Immersion blenders have become affordable and pretty invisible tools in the years since then. They all work roughly the same way. The business end is a spinning blade on a shaft that clips into the top half, a combination of motor and controls, all about the size of an extra-tall can of White Claw. The cord usually emerges above your hand, which seems odd, but you barely notice it. One of the main glories of immersion blenders is that you don’t have to transfer boiling soup from its pot to a full-size jar blender to potentially another pot to blend it. Just plunge the blade into the pot you cooked it in and start blending. It’s great for soups of many stripes and is particularly strong for homemade mayo, hollandaise, and dressings .I love using mine to whip up quick-and-dirty batches of herb sauces like salsa verde.

When you’re done, tuck the blade shaft in the dishwasher, wrap the power cord around the top and slide it into a utensil drawer, then go about your day.

Some immersion blenders—also known as “hand” or “stick” blenders—work better than others, but I’ve always admired their usefulness and value. I married into a basic Braun that was old enough to need duct tape to hold the whisk attachment together and tough enough to keep chugging for years afterwards. Braun’s MultiQuick 7 in 2020 demonstrated refinements in power, control, and consistency of the finished product. For example, the bell-shaped dome over the blade, along with your own good sense, keeps splatter to a minimum.
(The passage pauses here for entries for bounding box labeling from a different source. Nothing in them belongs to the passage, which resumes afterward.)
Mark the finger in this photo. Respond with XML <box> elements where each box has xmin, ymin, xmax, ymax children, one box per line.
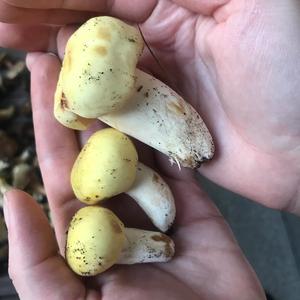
<box><xmin>0</xmin><ymin>1</ymin><xmax>95</xmax><ymax>25</ymax></box>
<box><xmin>31</xmin><ymin>54</ymin><xmax>79</xmax><ymax>246</ymax></box>
<box><xmin>5</xmin><ymin>190</ymin><xmax>91</xmax><ymax>299</ymax></box>
<box><xmin>173</xmin><ymin>0</ymin><xmax>230</xmax><ymax>16</ymax></box>
<box><xmin>2</xmin><ymin>0</ymin><xmax>158</xmax><ymax>24</ymax></box>
<box><xmin>159</xmin><ymin>180</ymin><xmax>265</xmax><ymax>300</ymax></box>
<box><xmin>0</xmin><ymin>23</ymin><xmax>59</xmax><ymax>53</ymax></box>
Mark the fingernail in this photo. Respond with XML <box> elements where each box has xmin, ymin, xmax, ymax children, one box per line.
<box><xmin>3</xmin><ymin>193</ymin><xmax>9</xmax><ymax>230</ymax></box>
<box><xmin>26</xmin><ymin>52</ymin><xmax>43</xmax><ymax>71</ymax></box>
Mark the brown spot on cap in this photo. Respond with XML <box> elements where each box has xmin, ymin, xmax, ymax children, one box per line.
<box><xmin>94</xmin><ymin>46</ymin><xmax>107</xmax><ymax>56</ymax></box>
<box><xmin>168</xmin><ymin>100</ymin><xmax>186</xmax><ymax>115</ymax></box>
<box><xmin>60</xmin><ymin>92</ymin><xmax>69</xmax><ymax>110</ymax></box>
<box><xmin>151</xmin><ymin>234</ymin><xmax>174</xmax><ymax>257</ymax></box>
<box><xmin>152</xmin><ymin>173</ymin><xmax>160</xmax><ymax>183</ymax></box>
<box><xmin>97</xmin><ymin>28</ymin><xmax>111</xmax><ymax>41</ymax></box>
<box><xmin>110</xmin><ymin>220</ymin><xmax>122</xmax><ymax>234</ymax></box>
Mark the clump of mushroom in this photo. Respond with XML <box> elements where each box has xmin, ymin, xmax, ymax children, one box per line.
<box><xmin>66</xmin><ymin>206</ymin><xmax>174</xmax><ymax>276</ymax></box>
<box><xmin>54</xmin><ymin>17</ymin><xmax>214</xmax><ymax>276</ymax></box>
<box><xmin>65</xmin><ymin>128</ymin><xmax>175</xmax><ymax>276</ymax></box>
<box><xmin>71</xmin><ymin>128</ymin><xmax>176</xmax><ymax>232</ymax></box>
<box><xmin>54</xmin><ymin>17</ymin><xmax>214</xmax><ymax>168</ymax></box>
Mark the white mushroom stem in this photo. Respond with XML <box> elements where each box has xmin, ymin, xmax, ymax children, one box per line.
<box><xmin>99</xmin><ymin>70</ymin><xmax>214</xmax><ymax>168</ymax></box>
<box><xmin>126</xmin><ymin>162</ymin><xmax>176</xmax><ymax>232</ymax></box>
<box><xmin>117</xmin><ymin>228</ymin><xmax>175</xmax><ymax>264</ymax></box>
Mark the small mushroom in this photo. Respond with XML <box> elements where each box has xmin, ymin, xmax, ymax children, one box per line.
<box><xmin>65</xmin><ymin>206</ymin><xmax>174</xmax><ymax>276</ymax></box>
<box><xmin>71</xmin><ymin>128</ymin><xmax>138</xmax><ymax>204</ymax></box>
<box><xmin>54</xmin><ymin>17</ymin><xmax>214</xmax><ymax>168</ymax></box>
<box><xmin>71</xmin><ymin>128</ymin><xmax>176</xmax><ymax>232</ymax></box>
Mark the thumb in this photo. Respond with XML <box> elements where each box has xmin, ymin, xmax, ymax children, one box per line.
<box><xmin>4</xmin><ymin>190</ymin><xmax>86</xmax><ymax>300</ymax></box>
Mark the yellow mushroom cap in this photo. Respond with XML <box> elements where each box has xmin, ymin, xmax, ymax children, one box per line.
<box><xmin>71</xmin><ymin>128</ymin><xmax>138</xmax><ymax>204</ymax></box>
<box><xmin>66</xmin><ymin>206</ymin><xmax>126</xmax><ymax>276</ymax></box>
<box><xmin>55</xmin><ymin>16</ymin><xmax>144</xmax><ymax>120</ymax></box>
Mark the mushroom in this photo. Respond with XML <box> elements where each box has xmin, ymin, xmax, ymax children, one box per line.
<box><xmin>54</xmin><ymin>17</ymin><xmax>214</xmax><ymax>168</ymax></box>
<box><xmin>65</xmin><ymin>206</ymin><xmax>174</xmax><ymax>276</ymax></box>
<box><xmin>71</xmin><ymin>128</ymin><xmax>176</xmax><ymax>231</ymax></box>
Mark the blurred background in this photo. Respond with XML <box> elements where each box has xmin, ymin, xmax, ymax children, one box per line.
<box><xmin>0</xmin><ymin>48</ymin><xmax>300</xmax><ymax>300</ymax></box>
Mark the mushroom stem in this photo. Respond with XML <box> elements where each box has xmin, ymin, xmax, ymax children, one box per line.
<box><xmin>99</xmin><ymin>69</ymin><xmax>214</xmax><ymax>168</ymax></box>
<box><xmin>126</xmin><ymin>162</ymin><xmax>176</xmax><ymax>232</ymax></box>
<box><xmin>117</xmin><ymin>228</ymin><xmax>175</xmax><ymax>264</ymax></box>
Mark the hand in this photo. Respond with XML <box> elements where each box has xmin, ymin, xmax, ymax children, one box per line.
<box><xmin>5</xmin><ymin>54</ymin><xmax>265</xmax><ymax>300</ymax></box>
<box><xmin>0</xmin><ymin>0</ymin><xmax>300</xmax><ymax>213</ymax></box>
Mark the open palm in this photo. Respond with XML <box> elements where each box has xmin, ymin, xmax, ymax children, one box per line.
<box><xmin>0</xmin><ymin>0</ymin><xmax>300</xmax><ymax>299</ymax></box>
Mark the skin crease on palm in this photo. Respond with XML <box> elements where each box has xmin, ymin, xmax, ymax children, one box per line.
<box><xmin>0</xmin><ymin>0</ymin><xmax>300</xmax><ymax>299</ymax></box>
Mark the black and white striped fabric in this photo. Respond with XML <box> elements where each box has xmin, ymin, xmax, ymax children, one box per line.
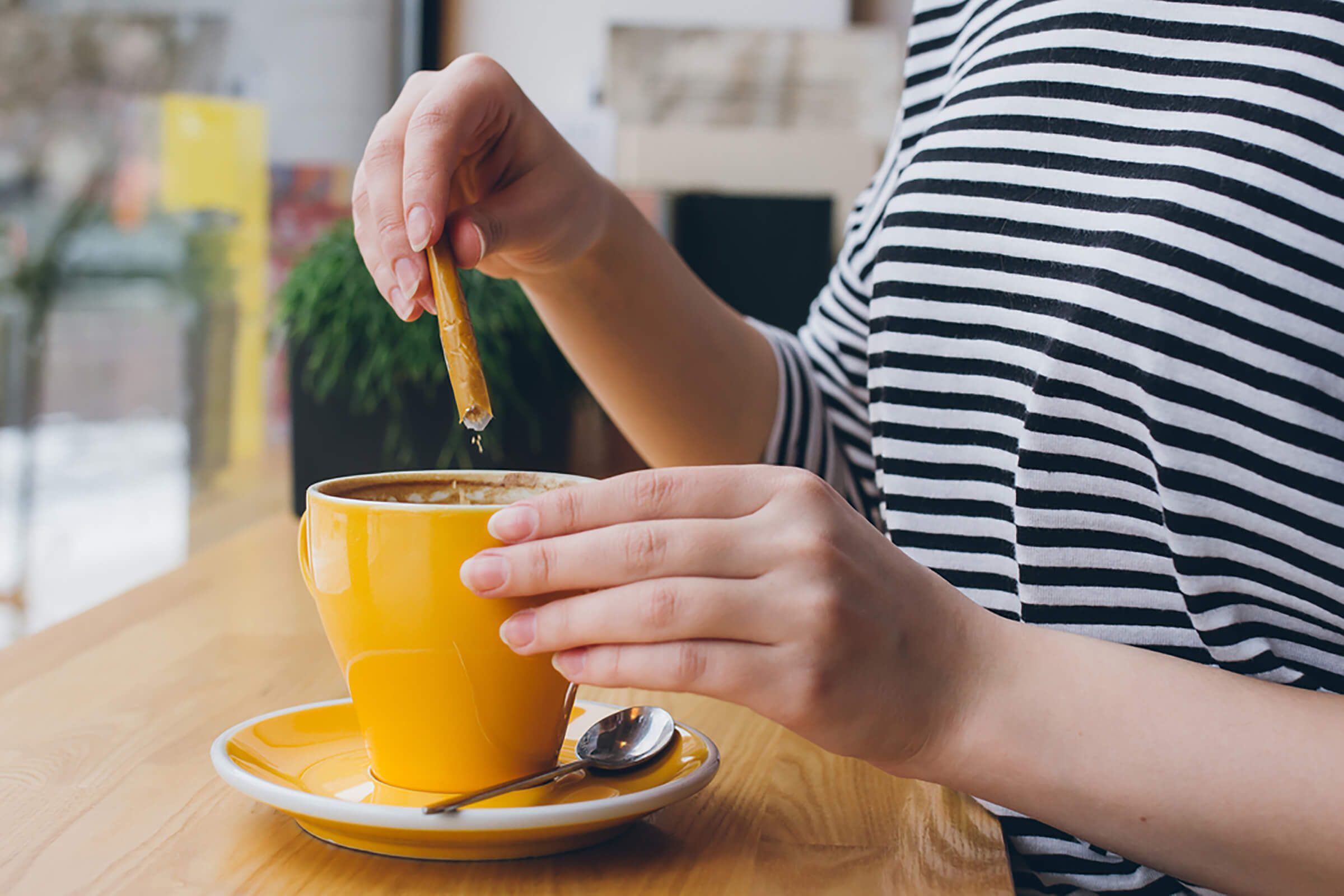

This was the happy history I kept in mind when testing the new cordless immersion blender from All-Clad. The company is best known for its pots and pans, but it turns out it’s also been making other kitchen gear, including immersion blenders. Between that and the cordlessness, a new feature in some kitchen appliances, I was intrigued.

Photograph: All Clad

The All-Clad Cordless Rechargeable Stainless Steel Hand Blender Comes in silver or black and works just like its corded brethren. The top half, which you hold, has controls to turn it on and off and to adjust speed. For charging, you set it into its matching dome-shaped countertop charging station. It doesn’t take much of a creative mind to think that it looks like a large, shiny dildo nestled in between the KitchenAid and the microwave, something that’s hard to unsee.

Nevertheless, I buzzed through testing quickly and easily. On a visit to Vancouver to see my mother-in-law, I made vichyssoise—potato-leek soup—intentionally leaving the leek chunks larger than I should have to see if that would leave stringy bits all over the place, but the All-Clad powered through, leaving liquid velvet in its wake. Ditto for using it as a finishing touch for Thanksgiving gravy. No lumps here! Among reviewer colleagues at other publications, I’ve seen All- Clad’s immersion blenders, both corded and cordless, get some slack for being a bit unwieldily, and while it’s certainly not as intuitive or comfortable as the ski-grip handle and variable-speed trigger of the MultiQuick 7, this one felt OK considering that it’s cordless. One peculiar thing that will sound a bit contradictory following that was that I couldn’t decide how to grip it. “Away” from me, clamping it between my thumb and forefingers and using the thumb to turn it on and off, or curled into my hand with the power button under my fingers. Neither was particularly comfortable. Oddly, when I asked a rep about this their response was essentially, “Whichever!” which made me wish it had been designed one way or the other.

Over the winter, I leaned into the cooler weather and made butternut squash soup with ginger. Like leeks, that ginger could have posed a problem, but the finished product was a pleasant, warming soup, a hearty blast when the daylight was minimal.